Musique électronique (trip hop, électro pop, et aussi dark, industrial, cyberpunk techno pour écrire). Classique (Requiem plus particulièrement). Musique répétitive (Steve Reich, Philip Glass). Fan totale de Patty Smith (punk poétique). Passion totale pour Kurt Cobain, je l’idolâtre. Je reviens toujours à Nirvana. Comme à une source jamais tarie.
7/ - Question subsidiaire : pourriez-vous recommander un site de poésie et expliquer votre choix
https://revuedissonances.com/. Je m’y projette. Je m’y retrouve. Ils sont actuels, comme LPB. Je les aime.

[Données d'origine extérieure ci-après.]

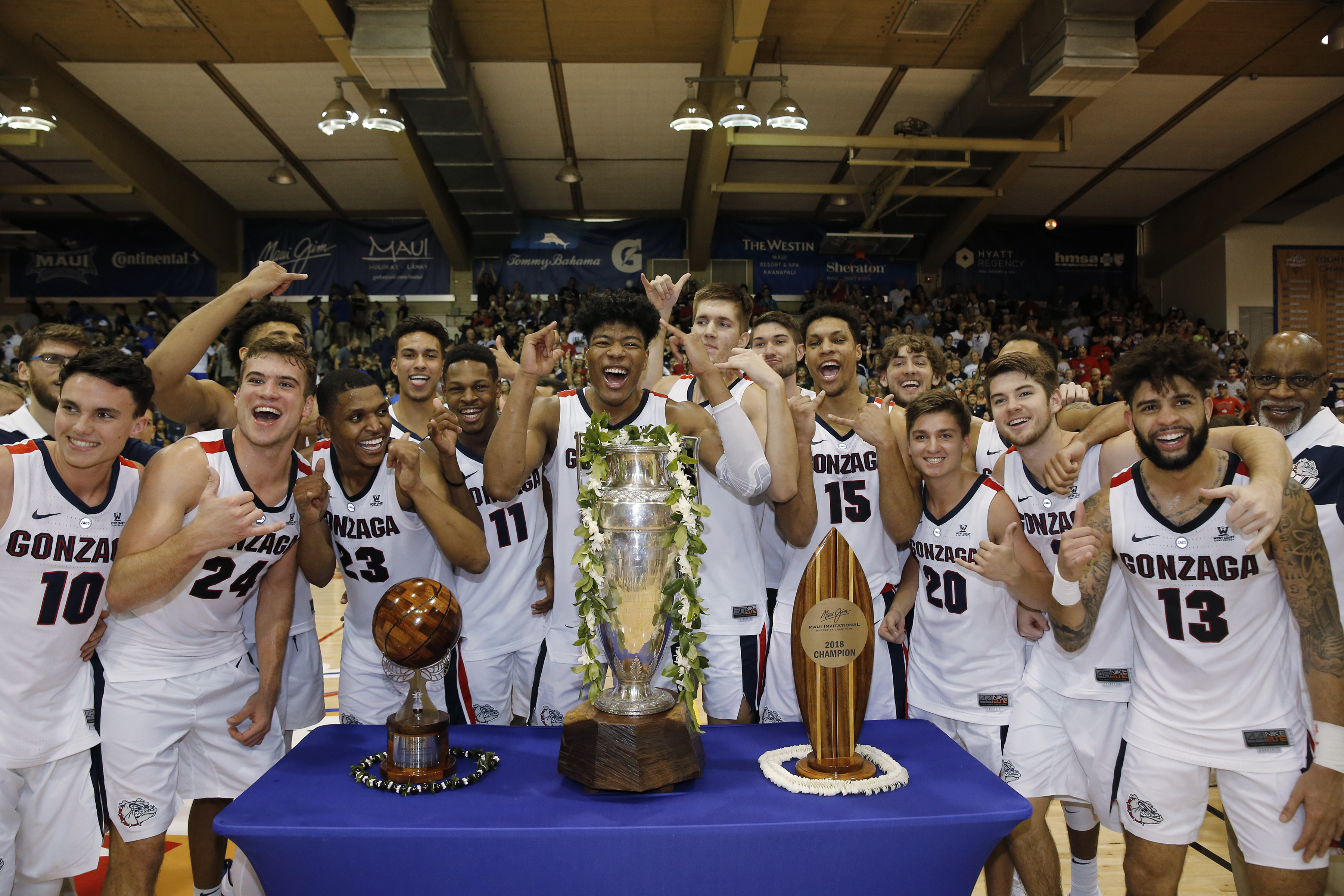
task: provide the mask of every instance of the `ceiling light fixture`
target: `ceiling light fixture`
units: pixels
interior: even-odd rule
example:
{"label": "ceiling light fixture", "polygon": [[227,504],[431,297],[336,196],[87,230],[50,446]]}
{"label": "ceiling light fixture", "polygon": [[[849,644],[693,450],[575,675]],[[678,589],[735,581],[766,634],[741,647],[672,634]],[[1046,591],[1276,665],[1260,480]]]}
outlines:
{"label": "ceiling light fixture", "polygon": [[281,187],[289,187],[290,184],[296,183],[297,179],[294,177],[294,172],[292,172],[289,167],[285,165],[284,160],[281,160],[281,163],[276,165],[276,168],[270,172],[270,176],[266,177],[266,180],[269,180],[273,184],[280,184]]}
{"label": "ceiling light fixture", "polygon": [[336,79],[336,98],[327,103],[323,114],[317,118],[317,129],[331,137],[337,130],[345,130],[359,121],[359,113],[345,102],[345,89],[341,79]]}
{"label": "ceiling light fixture", "polygon": [[56,116],[47,103],[38,98],[38,79],[32,79],[28,89],[28,98],[19,103],[19,111],[4,121],[5,126],[15,130],[55,130]]}
{"label": "ceiling light fixture", "polygon": [[383,98],[364,116],[364,126],[370,130],[388,130],[399,134],[406,130],[406,120],[402,116],[396,101],[383,91]]}
{"label": "ceiling light fixture", "polygon": [[577,184],[583,180],[583,175],[579,172],[579,167],[574,164],[571,156],[564,157],[564,167],[555,173],[555,180],[562,184]]}
{"label": "ceiling light fixture", "polygon": [[672,113],[672,130],[708,130],[714,120],[706,114],[700,101],[695,98],[695,85],[685,86],[685,99]]}
{"label": "ceiling light fixture", "polygon": [[719,117],[720,128],[759,128],[761,116],[757,114],[755,106],[751,101],[746,98],[742,93],[742,82],[737,82],[732,86],[732,102],[728,107],[723,110]]}

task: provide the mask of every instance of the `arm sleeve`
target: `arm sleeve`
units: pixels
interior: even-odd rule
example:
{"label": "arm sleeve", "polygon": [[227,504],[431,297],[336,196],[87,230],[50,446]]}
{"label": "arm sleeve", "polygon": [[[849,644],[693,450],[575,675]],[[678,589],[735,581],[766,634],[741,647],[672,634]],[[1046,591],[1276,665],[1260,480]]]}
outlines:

Film : Je ne sais pas trancher.
Tarkovski
Quand j'étais étudiante, il y a bien longtemps, j'ai découvert le cinéma de Tarkovski. Je l'ai intégré, sans le savoir, comme une source qui ne tarit pas. Il faut toujours revenir à son monde. Il n'y a rien au-dessus. On découvre. On s'emballe. Mais, aucun réaliseur ne dépasse à mes yeux son cinéma-monde-poème. Je dis le film le miroir de Tarkovski. La démarche est sans égal : intemporalité, universalité, force indéboulonnable de l'être pris dans l'écheveau de la grande histoire, images qui laissent triompher l'onirisme. Et mieux : il est le cinéaste de la rêverie. C'est difficile ça, la rêverie, au sens ou Bachelard l'entend par exemple. La rêverie n'étant pas une fuite hors du réèl. Au contraire, la rêverie, parce qu'elle est dynamique, pleinement associée à la marche créatrice du vivant, c'est du réèl avec sa part légitime de rêve. Pleinement légitime. Sans folie. Tarkovski redonne au rêve, à la rêverie, sa place légitime dans le déroulement de la vie. On n'est jamais dans le réèl. On le sait bien. On saisit si peu du monde. Tarkovski, légitime, donne à voir le réèl rêvé du poète. Car il était aussi poète et fils de poète. Tu vois? Comme un poème ou une lettre à Lou d'Apollinaire qui donne à voir la guerre de 14. C'est scandaleux, n'est-ce pas? Donner à voir ainsi la guerre ! Comment est-ce possible? Et pourtant.... ce sont les yeux du poète sur lequel il met des mots sans concession sur la dimension presque inacceptable de cette vision, tout comme Tarkovski légitime l'existence en mode poétique au monde.
Si je mourais là-bas...
Guillaume Apollinaire
Si je mourais là-bas sur le front de l’armée
Tu pleurerais un jour ô Lou ma bien-aimée
Et puis mon souvenir s’éteindrait comme meurt
Un obus éclatant sur le front de l’armée
Un bel obus semblable aux mimosas en fleur
Et puis ce souvenir éclaté dans l’espace
Couvrirait de mon sang le monde tout entier
La mer les monts les vals et l’étoile qui passe
Les soleils merveilleux mûrissant dans l’espace
Comme font les fruits d’or autour de Baratier
Souvenir oublié vivant dans toutes choses
Je rougirais le bout de tes jolis seins roses
Je rougirais ta bouche et tes cheveux sanglants
Tu ne vieillirais point toutes ces belles choses
Rajeuniraient toujours pour leurs destins galants
Le fatal giclement de mon sang sur le monde
Donnerait au soleil plus de vive clarté
Aux fleurs plus de couleur plus de vitesse à l’onde
Un amour inouï descendrait sur le monde
L’amant serait plus fort dans ton corps écarté
Lou si je meurs là-bas souvenir qu’on oublie
— Souviens-t’en quelquefois aux instants de folie
De jeunesse et d’amour et d’éclatante ardeur —
Mon sang c’est la fontaine ardente du bonheur
Et sois la plus heureuse étant la plus jolie
Ô mon unique amour et ma grande folie
Apollinaire, Guillaume, « Si je mourais là-bas... », œuvres poétiques, Paris, Gallimard, 1956.